King to report to legislators on January 6: DPP lawmaker
By Joseph Yeh , The China PostTAIPEI, Taiwan -- The Legislature's Foreign and National Defense Committee agreed to rearrange the scheduled report of King Pu-tsung (金溥聰), the nations top envoy to the U.S., to Jan. 6, 2014, the committee's convener said yesterday.
December 21, 2013, 12:07 am TWN
Chiu Yi-ying (邱議瑩) of the Democratic Progressive Party (DPP) said the DPP and the ruling Kuomintang (KMT) reached the agreement yesterday morning.
Asked to comment, the Ministry of Foreign Affairs (MOFA) confirmed yesterday that King is willing to return to Taipei to field questions at the Legislature on Jan. 6.
The committee originally asked the envoy to report on Taiwan-U.S. relations and field questions at the Legislature next Monday.
However, King rejected the proposal. MOFA said that King was unable to return to Taiwan as requested by lawmakers next Monday because of his “tight schedule.”
MOFA spokeswoman Anna Kao (高安) said Thursday that King just returned to Washington on Dec. 17 following a brief trip to Taipei last week.
She added that the envoy has many important Taiwan-U.S. projects that he needs to deal with as well as other important public duties in Washington that prevent him from coming back to Taiwan soon.

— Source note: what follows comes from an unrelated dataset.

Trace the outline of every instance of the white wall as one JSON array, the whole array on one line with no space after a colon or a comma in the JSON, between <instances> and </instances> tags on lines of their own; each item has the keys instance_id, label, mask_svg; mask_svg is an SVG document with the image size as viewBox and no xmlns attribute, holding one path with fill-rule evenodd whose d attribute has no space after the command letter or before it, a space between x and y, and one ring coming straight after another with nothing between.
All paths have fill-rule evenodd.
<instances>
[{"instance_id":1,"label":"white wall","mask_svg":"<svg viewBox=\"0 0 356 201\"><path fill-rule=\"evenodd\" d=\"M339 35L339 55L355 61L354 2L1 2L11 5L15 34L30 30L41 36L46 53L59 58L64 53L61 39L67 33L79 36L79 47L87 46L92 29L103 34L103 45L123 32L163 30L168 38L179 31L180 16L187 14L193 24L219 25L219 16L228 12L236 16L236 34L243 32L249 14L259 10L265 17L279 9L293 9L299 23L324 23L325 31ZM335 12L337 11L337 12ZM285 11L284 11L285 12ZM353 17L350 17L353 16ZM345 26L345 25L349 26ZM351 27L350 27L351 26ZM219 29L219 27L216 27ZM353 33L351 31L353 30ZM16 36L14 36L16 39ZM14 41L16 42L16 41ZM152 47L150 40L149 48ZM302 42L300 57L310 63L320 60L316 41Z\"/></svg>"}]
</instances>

The decision has elicited protest from Chiu, who accused the envoy of contempt of the Legislature.
The lawmaker threatened that the DPP legislative caucus will launch “responsive measures,” including freezing MOFA's budget, if King does not show up at the Legislative Yuan next Monday.
MOFA said yesterday that King meant no disrespect to Chiu and the legislators. The envoy was simply hoping to find a mutually acceptable schedule to come back to report to lawmakers, MOFA said.